Slide 8: Pre-Firing Decoration

Pre-firing decoration, which survives the heat of the firing, is generally permanent and will survive handling and extensive use of the pot. In contrast, post-firing decoration, such as painting or colored washes, never becomes an integral part of the pot and will eventually wear off the surface. Pre-firing decoration is applied at different stages in the drying process, after the completion of the basic shape of the pot and before the firing. Simple decorations include ones incised into the damp clay with a sharp blade or comb-like tool, impressed with a stamp made for example from split seed pods or shells, or rolled with a roulette made from a dried corn cob from which the kernels have been removed. Pictured here is the most complex type of decoration: modeled clay decoration applied to the surface of the basic pot. This type of decoration must be applied while the pot is still fairly wet if the added clay is to adhere firmly to the walls of the pot.

Supplementary Information on Additive Decoration

Additive decoration ranges from simple utilitarian handles and spouts, functional knobs and spikes of clay that aid the cooling of the contents of the pot through increased evaporation, added bands and thick coils of clay that may structurally strengthen the pottery, to the most elaborate constructions in clay, used as prestige items in the household or as ritual pottery in ceremonies.

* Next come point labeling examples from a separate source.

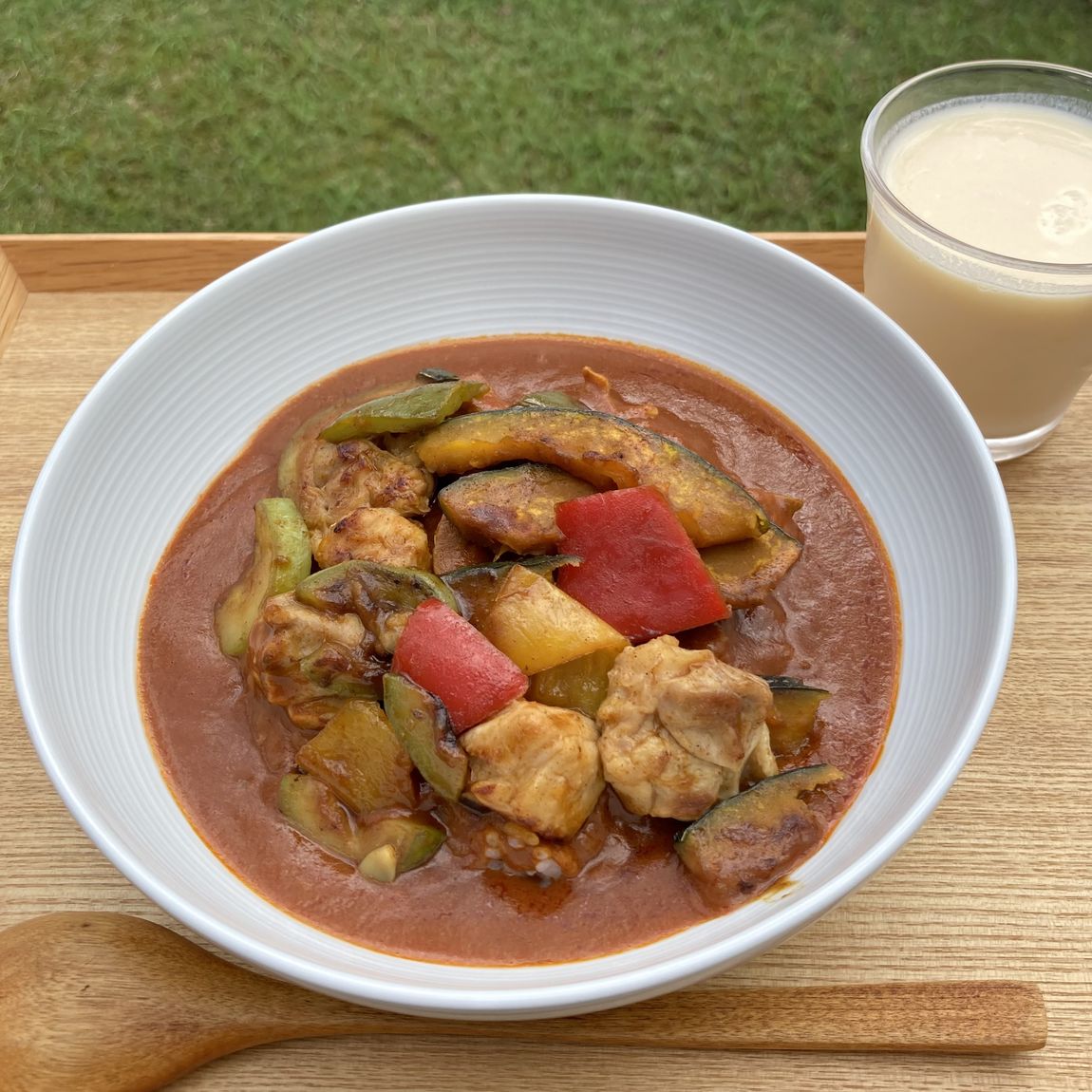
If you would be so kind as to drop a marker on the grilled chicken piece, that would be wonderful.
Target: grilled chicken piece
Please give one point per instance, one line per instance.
(537, 765)
(332, 480)
(679, 728)
(298, 654)
(375, 534)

Decoration intended merely to increase the market value of a basically utilitarian pot will rarely obscure the basic shape of the piece. With more elaborate ritual pottery, the basic shape may become obscured. However, the more the shape of the pot is hidden by increasingly thick layers of added clay, the more difficult it becomes to fire the work without breaking it. Pottery with walls of uneven thickness will expand unevenly when heated in any type of kiln, causing the pot to crack. Thus, very decorative ritual pottery is fired at low temperatures, just high enough to dehydrate the outer surfaces of the walls. Often the interior of thicker areas will barely be fired at all. Such pottery is far more fragile than the cooking pots and water jars that make up the bulk of the African potter's production.